Кто б меня, младу-младену,
Да из горя б вытягнул…
Так, стало быть, хмель ее направлял – в печальную сторону. Хмель, он ведь кому куда кидается: кому – в голос, кому – в кулак, кому – в сердце, кому – в голову, а Егору – в ноги. Не держали они его, гнулись во всех направлениях и путались так, будто не две их у него, а штук восемь, как у рака. На Егора это обстоятельство действовало всегда одинаково: он очень веселился и очень всех любил. Впрочем, он всегда очень всех любил. Даже в трезвом состоянии.
В тот день с утра раннего первый турист припожаловал: трое мужиков да с ними две бабеночки. Издалека, видать, пожаловали: мешков у них было навалом. И сами не по-местному выглядели: мужики сплошь – без кепок и в штанах с заклепками, а бабенки их – наоборот: в белых кепках. И в таких же штанах – только в облипочку. В такую облипочку, что Егор все время на них косился. Как забудется маленько, так и косится: было, значит, на что коситься.
– Доброго здравия, гости дорогие. – Яков Прокопыч пел – не говорил. И кепку снял уважительно. – Откуда это будете, любопытно узнать?
– Отсюда не видно, – ответили. – На ту сторону перевезете?

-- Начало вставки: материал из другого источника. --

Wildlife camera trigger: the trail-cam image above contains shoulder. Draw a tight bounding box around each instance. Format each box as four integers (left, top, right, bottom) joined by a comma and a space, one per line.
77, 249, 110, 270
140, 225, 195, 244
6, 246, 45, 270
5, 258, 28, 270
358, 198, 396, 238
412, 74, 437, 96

– На ту сторону можно. – Яков Прокопыч и кепку надел, и улыбку спрятал. – Перевезем согласно тарифу на лодке с мотором. Прошу оплатить проезд в оба конца.
– А почему же в оба?
– Лодка вас куда потребуется доставит, а обратно порожняком пойдет.
– Справедливо, – сказал второй и за кошельком полез.
Егор этих мужиков по мастям сразу распределил: сивый, лысый да плешивый. И бабенок соответственно: рыжая и пегая. Они в дело не встревали: разговоры сивый с плешивым вели. А лысый окрестностями любовался.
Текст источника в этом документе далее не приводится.